Today it’s my pleasure to share another segment of the Beat The GMAT Exit Interview Series. Today I spoke with Arnab Ray, who has been recently admitted and will be attending the Indian School of Business (ISB).
In the video below, Arnab shares some excellent advice on how he studied for the GMAT with his demanding job; how he leveraged his friends to help edit his essays; and much more!
Here are some notes from this Beat The GMAT Exit Interview:
Who are you? Tell us about your background?
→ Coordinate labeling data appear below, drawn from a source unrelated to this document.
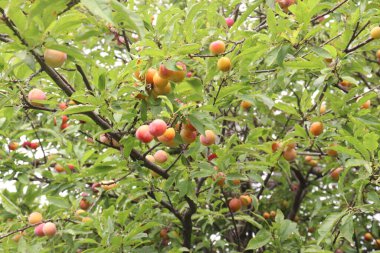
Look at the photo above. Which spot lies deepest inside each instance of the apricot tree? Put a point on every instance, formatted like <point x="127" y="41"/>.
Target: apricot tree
<point x="189" y="126"/>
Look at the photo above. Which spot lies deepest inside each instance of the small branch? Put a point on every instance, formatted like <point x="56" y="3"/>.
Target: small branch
<point x="329" y="11"/>
<point x="85" y="79"/>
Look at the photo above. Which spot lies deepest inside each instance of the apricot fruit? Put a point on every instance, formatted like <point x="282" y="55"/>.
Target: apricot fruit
<point x="161" y="156"/>
<point x="38" y="230"/>
<point x="157" y="127"/>
<point x="245" y="200"/>
<point x="336" y="173"/>
<point x="217" y="47"/>
<point x="36" y="95"/>
<point x="316" y="128"/>
<point x="188" y="136"/>
<point x="208" y="139"/>
<point x="234" y="204"/>
<point x="143" y="134"/>
<point x="289" y="154"/>
<point x="49" y="229"/>
<point x="54" y="58"/>
<point x="375" y="33"/>
<point x="224" y="64"/>
<point x="35" y="218"/>
<point x="168" y="136"/>
<point x="245" y="105"/>
<point x="159" y="82"/>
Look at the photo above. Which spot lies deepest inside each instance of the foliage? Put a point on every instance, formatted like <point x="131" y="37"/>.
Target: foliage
<point x="286" y="63"/>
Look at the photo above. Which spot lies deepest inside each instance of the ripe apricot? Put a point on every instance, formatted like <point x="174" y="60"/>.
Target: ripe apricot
<point x="224" y="64"/>
<point x="336" y="173"/>
<point x="168" y="136"/>
<point x="143" y="134"/>
<point x="289" y="154"/>
<point x="322" y="109"/>
<point x="217" y="47"/>
<point x="161" y="156"/>
<point x="275" y="146"/>
<point x="38" y="230"/>
<point x="375" y="33"/>
<point x="159" y="82"/>
<point x="234" y="204"/>
<point x="245" y="200"/>
<point x="316" y="128"/>
<point x="157" y="127"/>
<point x="208" y="139"/>
<point x="49" y="229"/>
<point x="54" y="58"/>
<point x="220" y="179"/>
<point x="35" y="218"/>
<point x="35" y="95"/>
<point x="188" y="136"/>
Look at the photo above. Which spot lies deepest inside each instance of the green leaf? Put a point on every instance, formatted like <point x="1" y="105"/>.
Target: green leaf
<point x="260" y="240"/>
<point x="8" y="205"/>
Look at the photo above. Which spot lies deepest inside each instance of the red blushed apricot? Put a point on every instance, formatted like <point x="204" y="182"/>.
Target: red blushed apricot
<point x="245" y="105"/>
<point x="332" y="152"/>
<point x="336" y="173"/>
<point x="164" y="91"/>
<point x="54" y="58"/>
<point x="217" y="47"/>
<point x="84" y="204"/>
<point x="159" y="82"/>
<point x="275" y="146"/>
<point x="35" y="95"/>
<point x="35" y="218"/>
<point x="234" y="204"/>
<point x="245" y="200"/>
<point x="164" y="233"/>
<point x="208" y="139"/>
<point x="143" y="134"/>
<point x="149" y="75"/>
<point x="62" y="106"/>
<point x="49" y="229"/>
<point x="13" y="145"/>
<point x="229" y="22"/>
<point x="157" y="127"/>
<point x="316" y="128"/>
<point x="150" y="158"/>
<point x="220" y="178"/>
<point x="224" y="64"/>
<point x="322" y="109"/>
<point x="38" y="230"/>
<point x="168" y="136"/>
<point x="161" y="156"/>
<point x="289" y="154"/>
<point x="188" y="136"/>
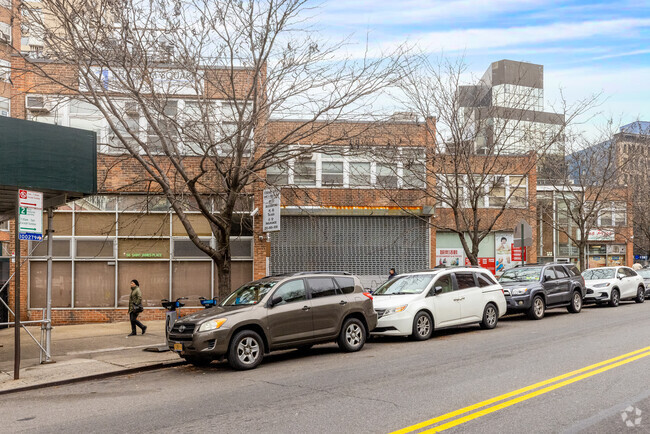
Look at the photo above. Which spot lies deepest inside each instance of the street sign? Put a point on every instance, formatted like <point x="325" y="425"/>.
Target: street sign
<point x="527" y="234"/>
<point x="30" y="215"/>
<point x="271" y="211"/>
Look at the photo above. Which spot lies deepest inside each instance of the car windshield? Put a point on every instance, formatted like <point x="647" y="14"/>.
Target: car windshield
<point x="412" y="284"/>
<point x="644" y="273"/>
<point x="251" y="293"/>
<point x="598" y="273"/>
<point x="524" y="274"/>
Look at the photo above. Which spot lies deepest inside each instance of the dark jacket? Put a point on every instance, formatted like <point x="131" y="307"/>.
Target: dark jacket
<point x="135" y="298"/>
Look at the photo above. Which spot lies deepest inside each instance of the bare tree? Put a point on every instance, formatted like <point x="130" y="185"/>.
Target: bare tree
<point x="589" y="190"/>
<point x="186" y="89"/>
<point x="484" y="149"/>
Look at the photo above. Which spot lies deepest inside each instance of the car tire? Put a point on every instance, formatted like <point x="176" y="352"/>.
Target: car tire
<point x="490" y="317"/>
<point x="352" y="336"/>
<point x="640" y="295"/>
<point x="537" y="308"/>
<point x="198" y="361"/>
<point x="246" y="350"/>
<point x="422" y="326"/>
<point x="614" y="298"/>
<point x="576" y="302"/>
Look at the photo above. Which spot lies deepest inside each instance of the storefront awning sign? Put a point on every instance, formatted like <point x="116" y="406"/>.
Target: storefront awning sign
<point x="30" y="215"/>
- Originally from Calcutta, India
- Did my Bachelors of Engineering in Information Technology at Jadavpu University, Calcutta
- Worked as a Consultant/Senior Consultant at Pricewaterhouse Coopers for about 2.5 years on diverse consulting assignments like healthcare, governance risk and compliance, insurance, audit, etc
- After that joined DE Shaw and worked as a Senior Member for another 2.5 years and worked in portfolio management and accounting for a Hedge fund
- In my spare time, I serve as the coordinator of a local non-profit firm called Bhumi in Hyderabad that works to empower marginalized children through education
- I have also co-founded an alumni site (http://jualumni.com) aimed at mentoring and helping current students of Jadavpur University, as well as providing a platform for alumni connection
Why an MBA?
- I want to pursue my career in strategy consulting and in the long run I want to start my own consulting and technology solution firm
- An MBA education will provide me the required skill set and opportunity to pursue my career goal
- Excellent faculty and curriculum
- Indian growth story
- One-year MBA course
- Great reputation
What do you think of Hyderabad?
- Hyderabad is known as the city of pearls and ISB is definitely the brightest pearl of Hyderabad
- The city is actually nice. The weather (except for the month of April-May) remains pleasant
- It is one the fastest growing city in India in terms of development
- Also Hyderabad cuisine is amazing!
Walk us through your GMAT prep strategy.
- Well I was not able to spend much time for GMAT preparation as my work is very demanding. And after being out of college for 5 years the biggest challenge was to get into the habit of studying in a stretch of 1 hour+
- I first figured out my weak areas for the GMAT. It turned out to be the verbal section. And I put more focus on that area
- Once I gained confidence, I started taking practice GMAT tests to get used to the exam format and also to get an understanding of how to pace my exam within the stipulated time
- The GMAT/MBA forums have also been hugely helpful
- Overall I spend around 2-3 months for GMAT preparation
How did you go about crafting your essays?
- The essays were the toughest part in the whole MBA application process and ISB essays were even tougher since you have to express what has been asked within 300 words (word limit for each essay). Each word counts and is very precious
- I first created a list of all achievements, both personal and professional, and ordered them according to their importance and impact
- Then I did my extensive research on ISB. Talking with current and former students was immensely helpful here
- Finally when I wrote the first draft of my essay I ignored the word limit but went on refining the essays in the later versions. When the essays were in pretty good shape I gave the essays for a review to two friends to solicit their opinion and feedback. Both of them have gone through the same application process and so they provided concrete and insightful feedback
What was your ISB interview experience like?
- My interview went extremely well. The interviewer mostly asked question based on my professional and personal achievements
- There were some follow-up questions based on my responses
- The interviewer also threw some tricky questions to judge how I handled stress
- My suggestion for the ISB interview would be to know your own application, inside out!
What do you plan to do after your MBA?
Post MBA, I want to pursue my career in strategy consulting.
Any final thoughts or advice for other MBA applicants?
- First and foremost, I would advise every MBA applicant to be honest in your application. The most hated thing from a b-school’s perspective is dishonesty
- The whole application process is very stressful and it will be an emotional roller coaster. So be prepared and keep your confidence high. Take any set backs sportingly
- Finally and most importantly, try to find out the essence of the whole process – how it forces you to think about yourself like never before. You have to invest lot of time and it’s always good to invest time on yourself. There is no shortcut to success!